The Brennan family of Avon is on their way to New York City to go to the movies with their son, Kyle Patrick Brennan, late this afternoon to see his appearance on the big screen as a cop in The Dark Knight Rises.
While they're excited, their thoughts are with the victims of the shooting at an Aurora, CO., movie theater during the midnight showing Friday of the last in the Christopher Nolan Batman series. At least 12 were killed and about 38 were injured in the incident.

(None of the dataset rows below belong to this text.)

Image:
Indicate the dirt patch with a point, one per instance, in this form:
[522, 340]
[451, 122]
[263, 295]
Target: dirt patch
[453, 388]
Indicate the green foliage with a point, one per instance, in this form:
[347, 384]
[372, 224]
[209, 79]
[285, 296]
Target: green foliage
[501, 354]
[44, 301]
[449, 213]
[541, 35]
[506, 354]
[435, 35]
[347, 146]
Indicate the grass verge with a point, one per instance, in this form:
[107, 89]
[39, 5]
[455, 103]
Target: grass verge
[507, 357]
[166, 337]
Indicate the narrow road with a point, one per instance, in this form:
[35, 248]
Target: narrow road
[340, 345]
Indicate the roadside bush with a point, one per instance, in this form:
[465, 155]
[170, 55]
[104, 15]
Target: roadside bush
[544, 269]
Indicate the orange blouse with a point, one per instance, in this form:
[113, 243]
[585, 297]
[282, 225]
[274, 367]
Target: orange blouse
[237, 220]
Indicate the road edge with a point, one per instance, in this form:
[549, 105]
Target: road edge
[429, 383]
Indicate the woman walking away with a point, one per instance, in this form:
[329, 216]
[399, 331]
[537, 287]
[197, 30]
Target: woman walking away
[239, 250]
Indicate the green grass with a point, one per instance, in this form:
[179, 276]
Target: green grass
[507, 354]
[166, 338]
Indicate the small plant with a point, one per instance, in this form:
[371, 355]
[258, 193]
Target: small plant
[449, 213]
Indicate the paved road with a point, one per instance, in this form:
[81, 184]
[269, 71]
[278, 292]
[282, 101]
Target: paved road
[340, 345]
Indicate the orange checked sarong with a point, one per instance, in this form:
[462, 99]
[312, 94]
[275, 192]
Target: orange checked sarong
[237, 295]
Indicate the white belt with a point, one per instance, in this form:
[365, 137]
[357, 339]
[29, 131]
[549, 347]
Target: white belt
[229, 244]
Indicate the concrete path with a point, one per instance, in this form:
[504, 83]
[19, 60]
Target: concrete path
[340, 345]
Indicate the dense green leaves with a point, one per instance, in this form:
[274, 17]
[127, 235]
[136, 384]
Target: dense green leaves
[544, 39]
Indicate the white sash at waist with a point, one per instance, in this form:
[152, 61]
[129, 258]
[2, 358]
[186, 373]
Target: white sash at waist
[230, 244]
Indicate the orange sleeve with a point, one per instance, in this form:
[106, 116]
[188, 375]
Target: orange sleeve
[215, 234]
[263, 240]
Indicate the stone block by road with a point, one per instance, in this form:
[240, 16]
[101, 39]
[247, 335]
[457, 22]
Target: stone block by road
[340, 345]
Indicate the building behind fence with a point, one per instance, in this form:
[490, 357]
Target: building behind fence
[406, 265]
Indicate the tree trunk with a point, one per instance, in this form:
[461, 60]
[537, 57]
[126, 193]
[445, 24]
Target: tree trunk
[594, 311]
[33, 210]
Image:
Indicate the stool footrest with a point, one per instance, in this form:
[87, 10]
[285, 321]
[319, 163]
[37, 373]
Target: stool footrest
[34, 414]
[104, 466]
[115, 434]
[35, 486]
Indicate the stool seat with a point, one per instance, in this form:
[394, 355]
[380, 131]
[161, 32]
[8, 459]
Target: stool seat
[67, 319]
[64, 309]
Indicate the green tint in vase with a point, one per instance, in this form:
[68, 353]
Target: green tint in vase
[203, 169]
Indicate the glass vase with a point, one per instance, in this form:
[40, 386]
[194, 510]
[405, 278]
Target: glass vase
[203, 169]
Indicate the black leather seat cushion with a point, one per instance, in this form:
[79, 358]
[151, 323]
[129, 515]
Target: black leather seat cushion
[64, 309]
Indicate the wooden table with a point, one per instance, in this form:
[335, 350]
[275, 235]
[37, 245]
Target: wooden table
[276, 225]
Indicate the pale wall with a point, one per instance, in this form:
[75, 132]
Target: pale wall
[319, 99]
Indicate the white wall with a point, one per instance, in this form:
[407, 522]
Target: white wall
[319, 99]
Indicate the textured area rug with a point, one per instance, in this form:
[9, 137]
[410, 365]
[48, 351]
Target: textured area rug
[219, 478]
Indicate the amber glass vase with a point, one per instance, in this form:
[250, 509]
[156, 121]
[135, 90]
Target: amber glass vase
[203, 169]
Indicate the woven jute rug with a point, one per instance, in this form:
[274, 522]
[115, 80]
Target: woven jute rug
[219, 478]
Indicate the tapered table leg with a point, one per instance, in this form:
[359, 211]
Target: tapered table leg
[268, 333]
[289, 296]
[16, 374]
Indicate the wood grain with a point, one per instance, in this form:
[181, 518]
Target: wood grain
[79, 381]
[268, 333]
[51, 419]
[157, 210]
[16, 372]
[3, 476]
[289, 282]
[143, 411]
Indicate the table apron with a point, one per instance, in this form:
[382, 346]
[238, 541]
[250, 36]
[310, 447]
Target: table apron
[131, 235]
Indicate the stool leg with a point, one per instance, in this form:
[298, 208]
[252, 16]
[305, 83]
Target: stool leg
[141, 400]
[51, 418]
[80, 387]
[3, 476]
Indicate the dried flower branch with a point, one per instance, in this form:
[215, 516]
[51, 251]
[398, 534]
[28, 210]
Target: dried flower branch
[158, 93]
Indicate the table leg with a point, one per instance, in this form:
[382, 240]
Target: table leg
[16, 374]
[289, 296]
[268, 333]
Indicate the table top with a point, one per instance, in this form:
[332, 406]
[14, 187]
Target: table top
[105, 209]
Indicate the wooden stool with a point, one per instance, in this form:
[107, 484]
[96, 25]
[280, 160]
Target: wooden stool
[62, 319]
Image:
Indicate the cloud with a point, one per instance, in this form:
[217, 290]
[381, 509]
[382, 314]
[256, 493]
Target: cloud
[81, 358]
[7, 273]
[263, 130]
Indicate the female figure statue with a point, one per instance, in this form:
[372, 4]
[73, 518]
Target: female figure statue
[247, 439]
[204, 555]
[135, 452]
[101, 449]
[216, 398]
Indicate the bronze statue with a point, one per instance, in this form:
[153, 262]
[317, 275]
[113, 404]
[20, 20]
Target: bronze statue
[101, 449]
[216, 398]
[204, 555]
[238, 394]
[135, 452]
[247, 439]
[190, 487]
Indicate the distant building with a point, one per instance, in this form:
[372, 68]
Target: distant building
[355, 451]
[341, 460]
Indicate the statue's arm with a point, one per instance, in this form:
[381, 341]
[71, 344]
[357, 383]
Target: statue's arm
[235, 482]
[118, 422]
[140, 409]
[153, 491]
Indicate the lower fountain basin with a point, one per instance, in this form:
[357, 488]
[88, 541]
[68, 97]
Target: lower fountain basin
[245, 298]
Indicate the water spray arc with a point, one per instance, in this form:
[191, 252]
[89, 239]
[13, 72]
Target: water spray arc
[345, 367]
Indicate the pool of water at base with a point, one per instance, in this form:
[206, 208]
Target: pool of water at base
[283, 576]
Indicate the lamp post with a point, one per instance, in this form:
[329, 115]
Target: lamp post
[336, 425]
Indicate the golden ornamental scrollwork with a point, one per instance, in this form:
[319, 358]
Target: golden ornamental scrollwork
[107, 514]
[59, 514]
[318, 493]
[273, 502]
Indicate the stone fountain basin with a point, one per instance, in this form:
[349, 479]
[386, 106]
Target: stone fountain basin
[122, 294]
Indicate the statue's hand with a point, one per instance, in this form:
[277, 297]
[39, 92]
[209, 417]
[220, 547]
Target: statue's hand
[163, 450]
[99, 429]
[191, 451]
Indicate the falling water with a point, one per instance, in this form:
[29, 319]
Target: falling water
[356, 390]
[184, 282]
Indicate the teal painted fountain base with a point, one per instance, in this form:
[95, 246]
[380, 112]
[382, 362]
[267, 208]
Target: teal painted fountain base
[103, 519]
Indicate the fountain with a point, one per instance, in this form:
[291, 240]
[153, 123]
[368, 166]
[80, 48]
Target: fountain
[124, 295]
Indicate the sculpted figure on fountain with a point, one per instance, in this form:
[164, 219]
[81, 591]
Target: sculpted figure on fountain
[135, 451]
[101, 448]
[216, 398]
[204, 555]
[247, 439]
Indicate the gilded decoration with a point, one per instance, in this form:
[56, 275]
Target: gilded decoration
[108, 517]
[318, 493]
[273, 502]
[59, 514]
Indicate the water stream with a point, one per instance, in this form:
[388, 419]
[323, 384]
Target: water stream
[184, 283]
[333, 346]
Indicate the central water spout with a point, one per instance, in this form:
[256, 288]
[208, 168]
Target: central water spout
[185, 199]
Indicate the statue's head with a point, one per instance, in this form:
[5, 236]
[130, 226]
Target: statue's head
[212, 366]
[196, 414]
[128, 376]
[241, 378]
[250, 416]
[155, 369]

"As far as the shooting in Colorado, I must say that I am distraught about what happened and feel so deeply for the people involved," Avon resident Jan Brennan, Kyle's mother, wrote in an e-mail to Patch. "It definitely has taken some of the excitement out of our NYC weekend. I almost feel guilty going to see the movie knowing what pain it has brought to so many people."
Canton filmmaker and actor Steve Emirzian said he was rattled by the incident, but he still feels safe going to the movies.
"The story shook me to the core when I heard about all the deaths and those many more wounded," Emirzian wrote in a message to Patch. "It doesn't make me feel less safe to go to the movies because of this horrible tragedy. Insane people are going to do whatever they wish whether it's trying to impress a Hollywood celebrity by threatening to assassinate a president or blaming a film with violence for their own unstable ways. I grew up on the most violent movies and TV shows out there, but I never had the urge to harm people."
The tragedy will not ruin the movies for Avon filmmaker and actor Brian Smith, who goes by Brian Spectre.
"Very sad to see people killed and injured by the actions of one sick person. My prayers go to them and all who are suffering because of this," he wrote to Patch. "However, I wont let this horrible act scare me away from the movies. Movies are the great escape and having the actions of one mentally unstable person take that escape away from us all just isn't going to fly."
Emirzian said "the tragedy today in Aurora was horrendous, but it wasn't the first time popular culture was used as an excuse for unbalanced minds."
"Those of us old enough to remember Charles Manson and his followers know he used the Beatles song 'Helter-Skelter' to carry our his heinous acts," Emizirian said. "Manson claimed the song was sending him a message. The Columbine shooters were fans of violence in film, specifically 'The Matrix,' and used that as an excuse to go on their rampage. This was just another very troubled individual who wanted to get attention. What better way than dressing up in a costume and going to a popular film premiere to do his evil?"
The tragedy does not change Emirzian's sense of safety in going to a movie theater.
"I pray for the families of the dead and wounded," Emirzian said. "As horrific as this event was, we must understand it was an isolated incident."